Tunisie : La disparition de Slim Chaker aura-t-elle de l’effet sur la classe politique ?

Publié le Lundi 09 Octobre 2017 à 15:48
Feu Slim Chaker. Slim Chaker, décédé dimanche 08 octobre suite à une attaque cardiaque, est parti, en laissant derrière lui une réputation irréprochable, celle d’un homme honnête, consciencieux  et loyal à la patrie. Le défunt avait une vision réformatrice pour le secteur de la santé, dont il détenait les rênes depuis à peine un mois. Le coup de gueule qu’il a poussé il y a tout juste une semaine résonne encore dans les esprits. Suite à une agression contre un médecin, des infirmiers et un agent de sécurité au CHU Sahloul de Sousse, le ministre qui s’y est rendu dimanche 1er octobre avait dénoncé les agressions récurrentes contre le  personnel de la santé, (médecins, infirmiers et  autres), ainsi que le saccage dont faisaient l’objet souvent des équipements médicaux, qui lorsqu’ils sont ainsi détruits "ne peuvent être remplacés, faute de budget". Si de tels actes se poursuivaient, il faudrait dire Adieu à la Santé publique, avait-il mis en garde dépité, en annonçant dans la foulée des mesures dont l’élaboration d’une loi pour protéger les agents et cadres de la santé publique pendant l’exercice de leurs missions.

Depuis qu’il a pris ses fonctions, le ministre travaillait nuit et jour. Il multipliait les visites dans les régions pour s’enquérir de la situation souvent déplorable des hôpitaux publics, qui manquent de tout, souffrent d’un déficit abyssal, où les malades sont livrés à eux-mêmes sans compter le fait qu’ils se transforment souvent, en zones de non-droit.

Hier, Slim Chaker répondait à l’appel du devoir. Il a couru cinq cents mètres pour la noble cause, lors d’un marathon organisé par l’association Nourane, pour la prévention du Cancer, lorsqu’il a été victime d’un malaise cardiaque, à l’issue duquel il a été transporté à l’hôpital de Grombalia, puis à l’hôpital militaire où les tentatives de le secourir étaient vaines. Le ministre a perdu la vie, alors qu’il était en plein engagement et en plein don de soi. Le défunt aura agi, travaillé et donné de lui-même jusqu’au dernier souffle.

Sa mort soudaine a été un choc pour tous, les hommages se suivent dès hier dans les milieux officiels, partisans, civils… pour saluer sa mémoire, et louer ses qualités humaines, sa probité et son dévouement.
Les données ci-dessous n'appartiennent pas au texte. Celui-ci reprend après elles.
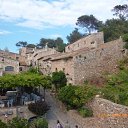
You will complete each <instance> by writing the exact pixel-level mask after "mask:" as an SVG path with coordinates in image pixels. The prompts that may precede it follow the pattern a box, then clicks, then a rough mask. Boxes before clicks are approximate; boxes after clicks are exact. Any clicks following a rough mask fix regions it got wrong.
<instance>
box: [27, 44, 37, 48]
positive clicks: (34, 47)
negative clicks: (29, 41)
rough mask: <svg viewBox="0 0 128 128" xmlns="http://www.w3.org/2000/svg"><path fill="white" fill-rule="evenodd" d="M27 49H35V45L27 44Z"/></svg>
mask: <svg viewBox="0 0 128 128" xmlns="http://www.w3.org/2000/svg"><path fill="white" fill-rule="evenodd" d="M27 47H28V48H35V47H36V45H35V44H27Z"/></svg>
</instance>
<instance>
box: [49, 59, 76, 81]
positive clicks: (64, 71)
mask: <svg viewBox="0 0 128 128" xmlns="http://www.w3.org/2000/svg"><path fill="white" fill-rule="evenodd" d="M56 70H57V71H60V70H61V71H64V72H65V75H66V77H67V80H68V83H73V81H74V67H73V60H72V58H65V59H59V60H55V61H52V63H51V72H55V71H56Z"/></svg>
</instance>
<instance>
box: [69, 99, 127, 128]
mask: <svg viewBox="0 0 128 128" xmlns="http://www.w3.org/2000/svg"><path fill="white" fill-rule="evenodd" d="M90 105H91V108H92V110H93V112H94V117H88V118H82V117H81V116H80V115H79V114H78V112H76V111H75V110H70V111H69V112H68V115H69V117H70V118H73V119H74V120H76V122H79V124H78V125H80V126H82V128H127V127H128V119H127V118H128V107H126V106H123V105H119V104H115V103H113V102H111V101H108V100H105V99H102V98H95V99H94V100H93V101H92V103H91V104H90Z"/></svg>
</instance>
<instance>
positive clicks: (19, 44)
mask: <svg viewBox="0 0 128 128" xmlns="http://www.w3.org/2000/svg"><path fill="white" fill-rule="evenodd" d="M27 44H28V43H27V42H26V41H19V42H18V43H16V46H17V47H26V46H27Z"/></svg>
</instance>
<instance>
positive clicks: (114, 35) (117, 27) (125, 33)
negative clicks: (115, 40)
mask: <svg viewBox="0 0 128 128" xmlns="http://www.w3.org/2000/svg"><path fill="white" fill-rule="evenodd" d="M127 28H128V21H123V20H121V19H110V20H107V21H106V22H105V23H104V25H103V26H102V27H101V28H100V30H101V31H103V32H104V40H105V42H108V41H112V40H115V39H118V38H119V37H120V36H122V35H124V34H126V33H128V29H127Z"/></svg>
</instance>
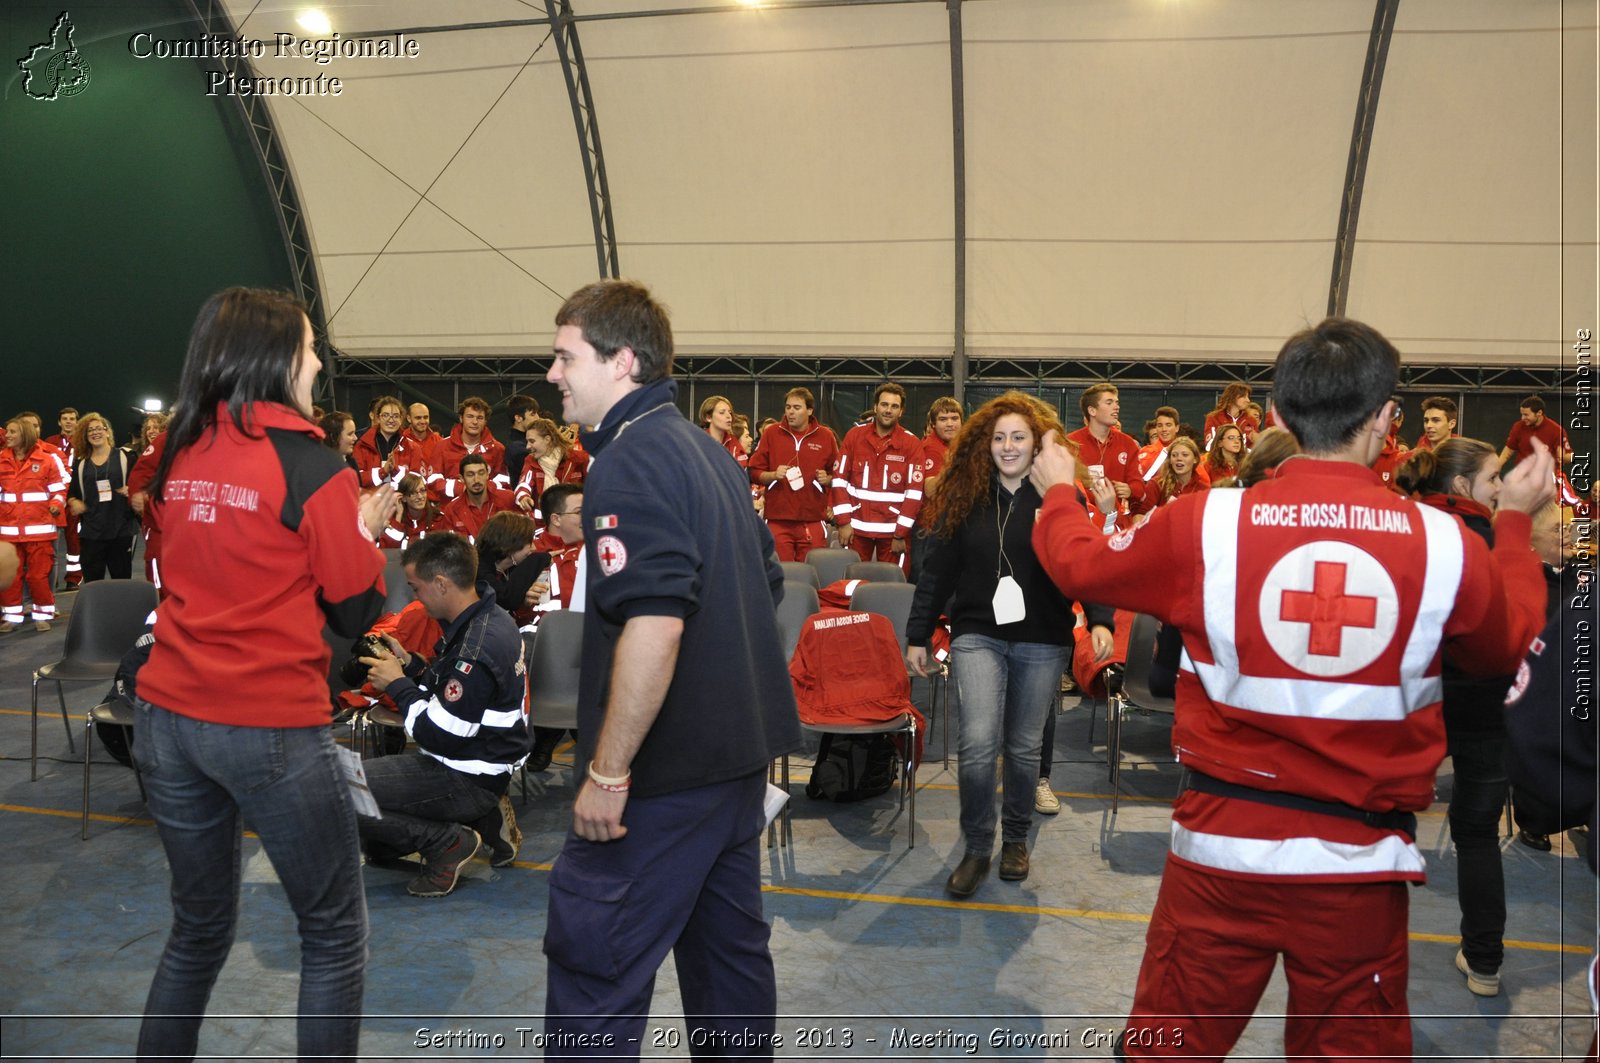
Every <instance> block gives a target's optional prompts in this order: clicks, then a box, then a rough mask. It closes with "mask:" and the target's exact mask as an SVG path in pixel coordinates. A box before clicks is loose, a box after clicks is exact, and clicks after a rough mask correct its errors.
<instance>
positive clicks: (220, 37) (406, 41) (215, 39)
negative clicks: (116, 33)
mask: <svg viewBox="0 0 1600 1063" xmlns="http://www.w3.org/2000/svg"><path fill="white" fill-rule="evenodd" d="M128 54H131V56H133V58H134V59H291V61H293V59H301V61H307V62H312V64H315V66H328V64H330V62H333V61H334V59H416V58H418V56H421V54H422V46H421V45H419V43H418V40H416V38H414V37H406V35H405V34H387V35H384V37H342V35H339V34H333V35H331V37H296V35H294V34H274V35H272V38H270V40H266V38H256V37H222V35H221V34H202V35H200V37H182V38H166V37H157V35H155V34H150V32H149V30H141V32H138V34H134V35H133V37H130V38H128ZM205 83H206V96H339V94H342V93H344V82H341V80H339V78H338V77H334V75H330V74H325V72H318V74H315V75H314V77H293V75H291V77H254V75H240V72H237V70H229V69H216V70H206V72H205Z"/></svg>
Les partis politiques ont, dans leur majorité, publié des communiqués sur leurs pages officielles où ils regrettent la disparition du défunt, implorant Dieu pour qu’il lui accorde sa miséricorde, et présentant leurs condoléances à sa famille. 

La mort est une grande catastrophe : مصاب جلل, sa survenue est source de tristesse, de larmes et d’interrogation sur la vie et son sens. Celle de Slim Chaker était brutale, notamment pour ses proches, ses collaborateurs et ses amis, qui ne s’y attendaient pas.

Pareil drame doit inciter les uns et les autres, notamment en milieu politique, à être humbles, à modérer leurs ambitions et leur égocentrisme, à relativiser les rancœurs et les rancunes, à l’origine de l’immobilisme, du marasme et de l’accumulation des problèmes et à s’engager réellement pour sortir le pays de l’ornière et le remettre sur la voie du redressement.

En février 2016, alors qu’il était ministre des Finances, Slim Chaker déplorait une crise morale, dénonçant les dépassements constatés au quotidien, le non-respect de la loi, et le manque de patriotisme, des phénomènes qui, disait-il, sont sources de chaos.

En octobre 2017, cette crise morale demeure, elle est même en train de s’exacerber de jour en jour. La montée des individualismes et des égoïsmes où chacun tire la couverture à lui, notamment en politique, est totalement préjudiciable à la Tunisie, lui a beaucoup nui, lui nuira davantage, tant qu’elle persiste, et donnera le mauvais exemple à une société déboussolée et en perte de repères.

Or, il suffit que les acteurs politiques fassent preuve de désintéressement, accordent la primauté à l’intérêt national, plutôt qu’ à l’intérêt partisan et individuel étriqué, portent réellement les préoccupations populaires et facilitent la tâche à ceux qui sont aux commandes, en s’éloignant des polémiques stériles et oiseuses, pour faire prévaloir la critique constructive, et le débat de fond sur les vrais problèmes pour que la situation se débloque et le pays ait une chance de se tirer d’affaire. Le caractère éphémère de la vie devra encourager à faire siennes cette attitude et cette conduite, et n’oublions jamais que tôt ou tard, l’on ne sera qu’un simple souvenir.